In Mark 4:35-41, we read about the disciples onboard a boat with Jesus when a violent squall blows in. Jesus is asleep, and his disciples wake him. Jesus calms the storm and asks his followers, "Why are you terrified? Do you not have faith?" They are awestruck.
We see the disciples full of fear, desperation, and helplessness before the uncontrollable forces of nature. Jesus teaches them, and us, the value of faith.
The line of the sail divides the painting in half. In cutting through the middle of the painting, we could say that this idea of salvation gifted to us by Christ on the cross cuts through everything else we know. It is the one true thing that can save us in our woundedness, in our dread, and in our longing.
The bright light draws our eye to the left side of the painting, where a fisherman is in the bow, busy trying to fix the main sail, which has been torn by the wind. Four of the disciples frantically try to save their vessel by holding on to the sail. The mast is clearly in the shape of a cross-- symbolic of Jesus' promise of salvation-and these men appear to be hanging on to it for dear life. Just to the right of them, there's one man who is sitting quietly with his back to us who doesn't seem to be affected by the chaos surrounding him.
What are the other men doing? They have gone to Jesus and asked, "Do you not care that we are perishing?" Jesus looks calm, knowing that God is with them. Look closely to see the one disciple kneeling at Jesus' feet, showing reverence and trust in his Lord.
Above that group is a man looking frightened and unsure of what to do.
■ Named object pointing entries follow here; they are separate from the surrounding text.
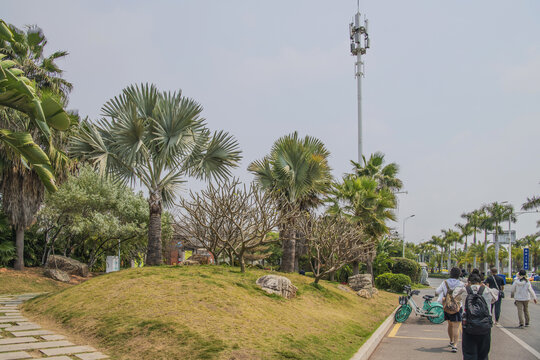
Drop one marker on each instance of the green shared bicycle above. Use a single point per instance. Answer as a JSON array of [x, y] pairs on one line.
[[432, 310]]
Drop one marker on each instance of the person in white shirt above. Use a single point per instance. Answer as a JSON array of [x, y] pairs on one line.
[[454, 320], [522, 293], [476, 347]]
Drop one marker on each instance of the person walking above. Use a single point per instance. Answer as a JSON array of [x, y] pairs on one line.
[[522, 293], [496, 282], [477, 321], [451, 305]]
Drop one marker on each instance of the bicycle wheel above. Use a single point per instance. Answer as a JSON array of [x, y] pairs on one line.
[[437, 310], [403, 313]]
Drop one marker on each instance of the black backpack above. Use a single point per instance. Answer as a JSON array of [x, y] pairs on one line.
[[476, 317]]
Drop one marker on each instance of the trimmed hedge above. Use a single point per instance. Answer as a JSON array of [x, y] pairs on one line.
[[394, 282], [407, 267]]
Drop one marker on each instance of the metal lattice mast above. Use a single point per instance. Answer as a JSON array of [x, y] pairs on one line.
[[359, 44]]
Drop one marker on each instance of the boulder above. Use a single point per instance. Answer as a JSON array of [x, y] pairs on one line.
[[344, 288], [70, 266], [367, 293], [190, 262], [201, 259], [57, 275], [275, 284], [360, 281]]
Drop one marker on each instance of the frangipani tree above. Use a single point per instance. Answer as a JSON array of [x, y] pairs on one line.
[[157, 139]]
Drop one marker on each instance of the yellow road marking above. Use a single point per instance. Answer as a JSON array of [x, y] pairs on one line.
[[419, 338], [394, 330]]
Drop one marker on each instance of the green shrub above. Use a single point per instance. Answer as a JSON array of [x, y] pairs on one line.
[[382, 264], [407, 267], [394, 282], [7, 252]]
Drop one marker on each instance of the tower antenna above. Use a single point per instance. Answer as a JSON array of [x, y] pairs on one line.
[[359, 35]]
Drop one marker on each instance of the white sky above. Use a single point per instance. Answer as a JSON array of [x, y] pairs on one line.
[[451, 93]]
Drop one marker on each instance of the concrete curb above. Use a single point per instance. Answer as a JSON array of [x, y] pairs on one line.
[[374, 340]]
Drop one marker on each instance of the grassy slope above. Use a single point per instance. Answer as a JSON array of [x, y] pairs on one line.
[[211, 312], [30, 280]]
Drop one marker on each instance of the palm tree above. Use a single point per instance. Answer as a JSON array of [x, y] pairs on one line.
[[297, 172], [451, 237], [32, 105], [486, 224], [386, 175], [499, 213], [465, 230], [473, 219], [367, 204], [438, 241], [158, 139]]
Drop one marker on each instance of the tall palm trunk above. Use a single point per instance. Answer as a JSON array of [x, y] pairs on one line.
[[474, 241], [22, 195], [485, 252], [154, 252], [289, 251], [19, 243]]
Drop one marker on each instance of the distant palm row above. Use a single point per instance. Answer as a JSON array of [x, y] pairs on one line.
[[486, 220], [158, 139]]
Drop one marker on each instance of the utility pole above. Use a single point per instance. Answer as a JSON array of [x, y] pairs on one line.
[[358, 32]]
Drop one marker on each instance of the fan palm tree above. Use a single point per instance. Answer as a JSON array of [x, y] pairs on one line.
[[28, 106], [158, 139], [297, 172]]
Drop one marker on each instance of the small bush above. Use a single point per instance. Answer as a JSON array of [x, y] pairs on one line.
[[407, 267], [394, 282]]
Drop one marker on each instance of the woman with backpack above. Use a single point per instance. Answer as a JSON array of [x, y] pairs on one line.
[[451, 305], [522, 294], [477, 321]]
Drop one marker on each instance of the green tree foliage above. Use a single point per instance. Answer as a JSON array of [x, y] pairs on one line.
[[297, 172], [32, 97], [407, 267], [156, 138], [394, 282], [90, 215]]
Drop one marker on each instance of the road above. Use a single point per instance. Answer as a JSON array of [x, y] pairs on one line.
[[418, 339]]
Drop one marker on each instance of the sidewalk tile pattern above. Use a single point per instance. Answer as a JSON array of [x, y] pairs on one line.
[[18, 335]]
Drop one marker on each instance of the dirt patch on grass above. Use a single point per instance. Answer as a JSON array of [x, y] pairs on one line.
[[30, 280]]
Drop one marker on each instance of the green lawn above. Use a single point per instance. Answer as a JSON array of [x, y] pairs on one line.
[[211, 312]]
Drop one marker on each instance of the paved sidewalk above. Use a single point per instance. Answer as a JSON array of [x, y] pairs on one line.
[[418, 339], [22, 339]]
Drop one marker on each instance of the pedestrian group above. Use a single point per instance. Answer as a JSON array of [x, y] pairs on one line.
[[475, 304]]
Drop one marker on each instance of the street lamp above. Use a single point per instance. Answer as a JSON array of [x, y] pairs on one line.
[[407, 218]]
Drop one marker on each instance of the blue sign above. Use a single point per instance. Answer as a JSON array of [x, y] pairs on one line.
[[526, 258]]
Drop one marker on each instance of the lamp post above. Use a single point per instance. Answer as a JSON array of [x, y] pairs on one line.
[[407, 218]]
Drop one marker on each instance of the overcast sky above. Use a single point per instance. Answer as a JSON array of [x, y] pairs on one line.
[[451, 92]]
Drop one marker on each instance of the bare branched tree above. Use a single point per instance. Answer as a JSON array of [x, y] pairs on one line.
[[332, 242], [229, 217]]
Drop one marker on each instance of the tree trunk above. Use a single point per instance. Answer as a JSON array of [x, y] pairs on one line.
[[356, 267], [289, 251], [369, 265], [242, 264], [19, 243], [154, 253]]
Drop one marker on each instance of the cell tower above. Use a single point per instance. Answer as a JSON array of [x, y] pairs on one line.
[[359, 44]]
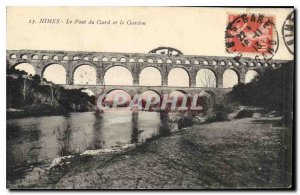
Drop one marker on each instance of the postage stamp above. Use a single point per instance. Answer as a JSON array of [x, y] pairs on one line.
[[252, 34], [288, 32]]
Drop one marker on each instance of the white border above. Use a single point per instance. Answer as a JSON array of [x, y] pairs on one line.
[[4, 3]]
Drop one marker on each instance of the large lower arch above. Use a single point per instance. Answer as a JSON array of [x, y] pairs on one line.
[[230, 78], [28, 68], [118, 75], [179, 96], [55, 73], [250, 75], [206, 78], [85, 75], [150, 76], [150, 100], [178, 77]]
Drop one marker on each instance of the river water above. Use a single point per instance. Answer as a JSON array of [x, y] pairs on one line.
[[41, 139]]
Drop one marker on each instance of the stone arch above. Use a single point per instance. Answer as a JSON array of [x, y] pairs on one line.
[[65, 58], [34, 57], [150, 76], [245, 63], [251, 64], [55, 73], [23, 66], [95, 59], [152, 90], [231, 77], [179, 77], [179, 94], [222, 63], [88, 91], [118, 75], [150, 60], [206, 78], [153, 96], [205, 62], [24, 56], [250, 75], [13, 56], [84, 74]]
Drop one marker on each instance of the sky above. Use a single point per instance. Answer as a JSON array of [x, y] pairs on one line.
[[194, 31]]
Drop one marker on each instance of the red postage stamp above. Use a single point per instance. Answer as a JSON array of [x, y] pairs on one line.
[[250, 33]]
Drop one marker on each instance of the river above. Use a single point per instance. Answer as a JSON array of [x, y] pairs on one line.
[[41, 139]]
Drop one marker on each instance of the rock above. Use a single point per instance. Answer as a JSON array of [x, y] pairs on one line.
[[127, 146], [257, 115], [61, 161], [100, 151]]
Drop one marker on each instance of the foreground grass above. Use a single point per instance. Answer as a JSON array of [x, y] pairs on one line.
[[244, 153]]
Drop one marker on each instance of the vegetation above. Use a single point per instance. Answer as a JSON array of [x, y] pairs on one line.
[[272, 90], [34, 95]]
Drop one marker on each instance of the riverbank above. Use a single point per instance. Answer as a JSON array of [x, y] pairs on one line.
[[242, 153]]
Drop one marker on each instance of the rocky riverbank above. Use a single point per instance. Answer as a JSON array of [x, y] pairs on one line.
[[243, 153]]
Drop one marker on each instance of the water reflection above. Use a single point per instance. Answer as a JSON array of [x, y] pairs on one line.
[[39, 139], [135, 127]]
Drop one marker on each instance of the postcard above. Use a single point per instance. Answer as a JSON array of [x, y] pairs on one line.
[[150, 98]]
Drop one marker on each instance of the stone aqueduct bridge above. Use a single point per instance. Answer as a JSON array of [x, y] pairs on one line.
[[135, 63]]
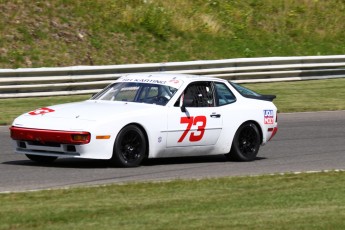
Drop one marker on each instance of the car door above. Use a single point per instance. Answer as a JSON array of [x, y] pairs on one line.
[[199, 121]]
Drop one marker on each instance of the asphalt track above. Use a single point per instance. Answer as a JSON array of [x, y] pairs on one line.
[[305, 142]]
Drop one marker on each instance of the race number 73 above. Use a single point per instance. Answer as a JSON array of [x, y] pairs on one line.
[[199, 121]]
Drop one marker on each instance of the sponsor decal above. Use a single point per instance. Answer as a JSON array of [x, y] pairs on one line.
[[153, 81], [268, 117], [41, 111], [174, 81]]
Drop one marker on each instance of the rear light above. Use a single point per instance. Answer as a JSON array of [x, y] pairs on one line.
[[81, 138], [52, 136]]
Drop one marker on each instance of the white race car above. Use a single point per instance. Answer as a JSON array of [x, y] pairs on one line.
[[151, 116]]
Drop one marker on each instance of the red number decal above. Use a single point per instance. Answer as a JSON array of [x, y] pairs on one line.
[[189, 121], [201, 128], [193, 121]]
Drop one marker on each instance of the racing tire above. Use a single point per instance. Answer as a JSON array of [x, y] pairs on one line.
[[41, 159], [130, 147], [246, 143]]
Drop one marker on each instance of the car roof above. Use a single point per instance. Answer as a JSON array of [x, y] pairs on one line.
[[168, 77]]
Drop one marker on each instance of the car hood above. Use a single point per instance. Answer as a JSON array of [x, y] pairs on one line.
[[77, 116]]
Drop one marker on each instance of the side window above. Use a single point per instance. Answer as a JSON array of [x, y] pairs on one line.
[[199, 94], [224, 95]]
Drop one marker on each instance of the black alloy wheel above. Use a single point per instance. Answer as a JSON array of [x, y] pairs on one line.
[[130, 147]]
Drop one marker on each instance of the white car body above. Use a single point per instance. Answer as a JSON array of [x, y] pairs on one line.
[[211, 131]]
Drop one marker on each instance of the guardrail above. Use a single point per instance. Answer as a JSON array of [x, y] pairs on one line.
[[35, 82]]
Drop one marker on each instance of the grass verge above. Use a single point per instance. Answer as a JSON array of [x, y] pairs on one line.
[[292, 201], [296, 96]]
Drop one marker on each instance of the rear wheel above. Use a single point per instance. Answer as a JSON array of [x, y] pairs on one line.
[[41, 159], [130, 147], [246, 143]]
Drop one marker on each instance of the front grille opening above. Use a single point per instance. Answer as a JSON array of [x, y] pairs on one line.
[[71, 148], [22, 145]]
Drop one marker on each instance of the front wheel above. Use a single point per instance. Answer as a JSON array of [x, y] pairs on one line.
[[41, 159], [130, 147], [246, 143]]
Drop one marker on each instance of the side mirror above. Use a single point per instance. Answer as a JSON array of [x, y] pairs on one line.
[[185, 102]]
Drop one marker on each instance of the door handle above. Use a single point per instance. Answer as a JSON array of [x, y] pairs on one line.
[[215, 115]]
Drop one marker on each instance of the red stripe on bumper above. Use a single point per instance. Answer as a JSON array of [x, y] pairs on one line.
[[274, 131], [44, 135]]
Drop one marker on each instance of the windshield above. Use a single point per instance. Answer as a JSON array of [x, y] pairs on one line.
[[243, 90], [137, 92]]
Then, there's another one at the helm of the boat, on the far right of the painting, appearing grief-stricken. He is trying to steer the boat as he holds on to the tiller, yet he looks fairly hopeless, knowing that he is unable to make a difference by himself. Another looks like he's going to be sick.
Then, we have the figure positioned between the light and the dark, in a blue coat, thought to be a self-portrait of the artist. He looks right out at us, holding on to the rigging, a little lost. Perhaps he's asking us to find ourselves in the Gospel story and attempting to inspire us in faith.
So, where are you in the painting? Which character do you identify with most right now? Are you trying to fix your pain? Are you barely hanging on? Afraid? Ready to meet God? Do you feel sick? Are you angry at God? Are you worshipping the Lord? Are you feeling alone? Lost? Hopeless? Powerless in the face of the global pandemic?
We can bring ourselves to God-- our pain, our wounds, our sins, our hopes. And just as Jesus brought peace to the sea, the storm, and the disciples, he can bring peace to us in the midst of our own storms. He is in the boat with us, and our faith in him brings healing, peace and love.